А где появляется трансцендентальная медитация, там совсем рядом – воздействие на наше подсознание, на архетипы, их выявление, деформация, полная замена. Вот вам и кляксы Роршаха.
Но на этом мы завершим дозволенные речи.
.
«Все промежутки между действительными познаниями заполнены проекциями»
(Карл Густав Юнг)
От редакции: Портал Terra America продолжает публикацию работы известного русского писателя Андрея Лазарчука о его видении Голливуда. В первой части речь шла о театральной системе М.А. Чехова, о том, как «фабрика грез» помогла американцам пережить непростые времена, о пропаганде, отвлечении внимания и кляксах Роршаха… Впрочем, пересказать это невозможно. Лучше прочесть. Сегодня мы предлагаем нашему читателю вторую часть (серию) повествования о «Машине Реальности».
* * *
В наше время поп-психология до безобразия размыла понятие архетипа, поэтому попробуем дать ему более чёткое определение. В позднеантичные времена это был «образ Бога в человеке», у Блаженного Августина – «Идеи, которые сами не созданы… которые содержатся в божественном уме». Согласно Юнгу, который ввёл понятие архетипа в аналитическую психологию, архетип – это общность психических структур, которые не имеют источника в отдельном индивиде, а только в человечестве в целом. Можно сказать и так: архетипы лежат на одной полочке с базовыми инстинктами, только инстинкты – это поведенческие программы, а архетипы – распознавательные. Именно через архетипы младенец учится смотреть на мир, ещё даже не познавать, а только воспринимать его. При этом интуитивное схватывание архетипа всегда предшествует действию; распознавание «спускает курок» инстинктивному поведению.

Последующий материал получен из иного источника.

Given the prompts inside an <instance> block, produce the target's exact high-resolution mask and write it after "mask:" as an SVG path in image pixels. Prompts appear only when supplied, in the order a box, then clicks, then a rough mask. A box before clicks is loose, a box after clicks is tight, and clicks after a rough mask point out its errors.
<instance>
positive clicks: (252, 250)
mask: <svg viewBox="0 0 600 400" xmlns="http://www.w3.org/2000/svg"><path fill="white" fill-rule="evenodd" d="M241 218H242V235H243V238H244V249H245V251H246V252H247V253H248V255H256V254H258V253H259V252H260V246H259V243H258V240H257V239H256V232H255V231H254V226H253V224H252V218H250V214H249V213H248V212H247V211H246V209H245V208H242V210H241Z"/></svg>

Ещё одна аналогия, которая лучше поможет понять суть архетипов: архетип можно уподобить древнему иероглифу, который имеет название, звучание, собственный смысл (и даже не один), в то время как мы давно пользуемся фонетической азбукой; и для описания иероглифа приходится использовать много букв, причём для каждого смыслового слоя свой набор букв, и никогда нельзя сказать, что описание полное.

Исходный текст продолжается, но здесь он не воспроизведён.